Max turned her head so she could look out the window and avoid any potential of Dean looking at her as she thought about him. How could she possibly describe what she and Alec were? Could she tell him about when she first met Alec all those days ago in her cell, when he was just a number, just an assassin? Or tell him how many times she'd bailed him out of trouble? Or tell him how connected she was to him? How alike they were?
Max remembered the look on Alec's face, the depth in his eyes, the last time she saw him – the last time, their goodbye. "No, Alec was just… well, he was Alec."
In the way she said his name, Dean realized something worse had happened to Alec. It hurt her more, somehow, and in the passenger's window reflection, he could see Max wasn't looking outside at all. Her eyes were closed and she was in the process of heaving a couple of big breaths. He wouldn't be able to push her any further. "Maybe you could tell me about them sometime," he offered.
Dean searched for the next thing to say, and drove faster to get back to Max's people. He glanced over to her and back to the road. "I never told anyone about that, so if you could just keep that information to yourself, I'd appreciate it."
"No problem," Max said. "Hopefully Alec's old unit and the others who knew him don't spill the beans before you get a chance to talk to your brother."
"Thanks."
Max shifted in her seat and turned toward him. "Why didn't you?"
"Tell anyone?" he asked. Dean checked his rearview mirror, then returned his attention to the road. "I tried, but at the time, Sammy was only four and our dad-" Dean paused, trying to figure out how to explain it. "Well, our dad didn't really give me a chance to explain why I'd left my little brother home alone for so long. He was pretty pissed."
"Where was your dad?"
"Huh?"
"Where was he? You were eight and your brother was four, and he left the two of you home alone?"
Dean looked in the rearview mirror again, which, when they passed a street lamp, illuminated the green in the hazel of his eyes. He returned his stare back to the road. "He was usually away on a hunt."

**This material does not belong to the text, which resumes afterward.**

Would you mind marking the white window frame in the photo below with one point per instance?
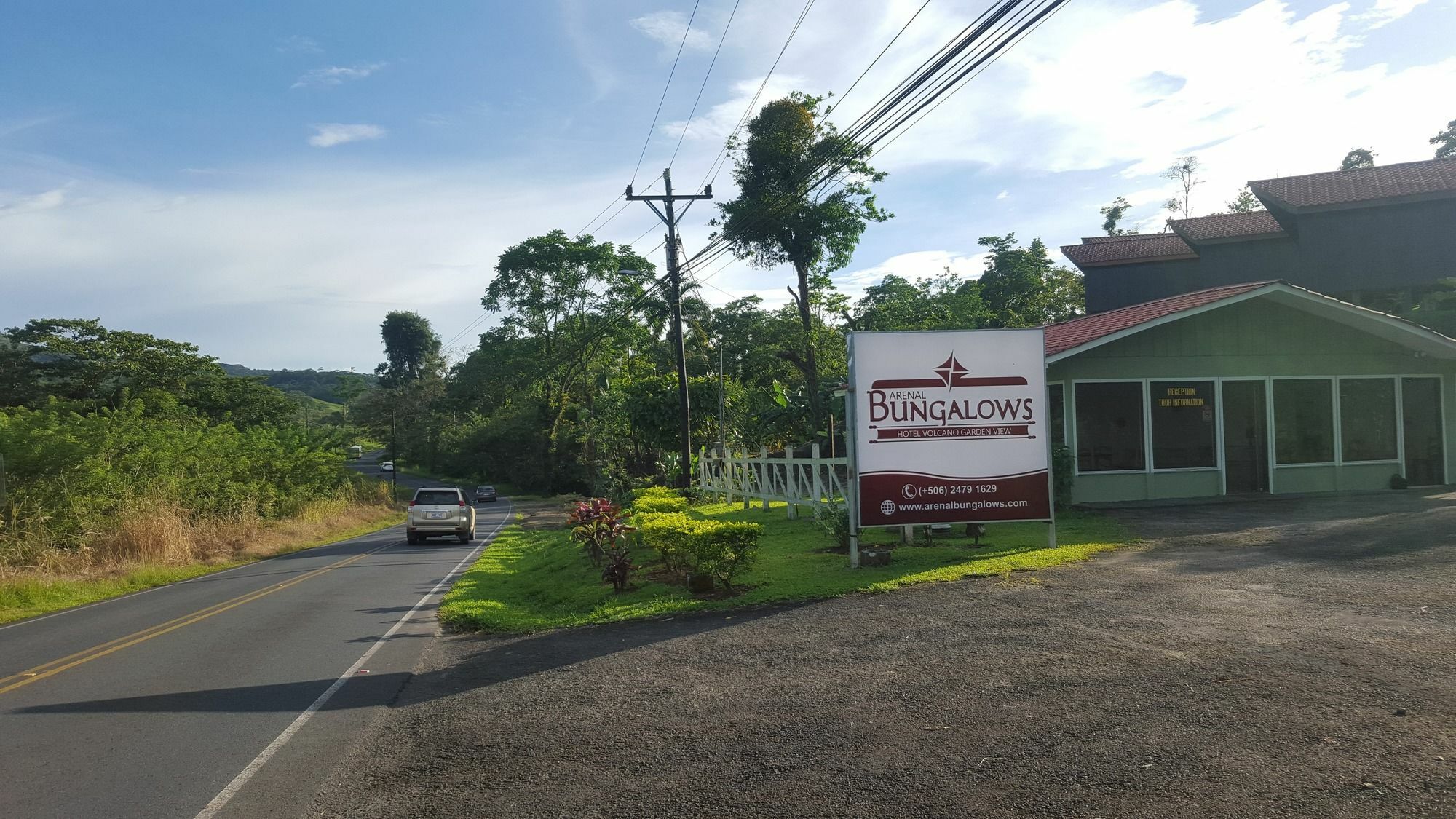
(1218, 420)
(1077, 461)
(1400, 423)
(1334, 424)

"On a hunt for shape shifters?" Max asked, recalling their earlier conversation.
"Sometimes," Dean said, turning onto another road. "Shape shifters, demons, vampires, ghosts, whatever he could find."
"But isn't that what you do?"
Dean smiled proudly. "Yeah, that's how it's kind of a family business."
"What was he looking for?" Max asked.
Dean flashed to the day he lost his mother. With the house engulfed in flames and his father passing Sam off to him, and with the knowledge that his mother was gone, he remembered feeling so helpless. "He was looking for the thing that killed our mother," he confessed, clenching his jaw shut after he said it.
Finally the hill came into view, and as they drove over it, neither Dean nor Max was prepared to see the stillness of the battlefield. All of the Croats they'd killed lay lifeless and in pieces, and otherwise, the field was empty.
"Where'd they go?" Dean asked, suddenly worried about Sam and wondering if the group of soldiers had invited some trouble they couldn't handle. They rolled to a stop in front of the track marks from the jeep.
Max looked up toward the sky, and then off into the distance. "Are those waves I hear?"